La volonté, il en faudra pour réduire les inégalités, répartir différemment les richesses.
La volonté il en faudra pour réussir la transition énergétique.
Mais la volonté il en faudra surtout pour réformer la finance,
pour désigner les responsables, affronter les coupables
et mettre un terme aux dérives de l'argent
.

(...)
Mon véritable adversaire, il n'a pas de nom, pas de visage, pas de parti,
il ne présentera jamais sa candidature,
il ne sera jamais élu et pourtant il gouverne.
Cet adversaire, c'est le monde de la finance
.


Un an plus tard, M. Hollande se retrouvait ligoté et muselé
par ce monde-là, celui de la finance (telle est ma lecture).

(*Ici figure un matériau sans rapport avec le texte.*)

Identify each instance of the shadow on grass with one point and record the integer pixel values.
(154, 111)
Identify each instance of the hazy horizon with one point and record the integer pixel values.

Quatre ans plus tard, M. Macron, provenant du monde de la finance,
a pris les rênes du pays, officiellement.


mercredi 4 octobre 2017

Normes sociale et individuelle

Mariage : union entre une femme (symbole -) et un homme (+).
La finalité, l’un des objectifs majeurs du mariage, consiste en la procréation ;
et ce, quels que soient les goûts, mœurs, sexuels de chacun,
avant, pendant et après, le mariage du couple (-) et (+).

Je rappelle que le mariage est une institution sociale.
Une institution sociale règle le fonctionnement de la communauté,
en édictant des normes comportementales, des droits et des interdits.
Le mariage en tant que symbole n’est donc pas une affaire personnelle.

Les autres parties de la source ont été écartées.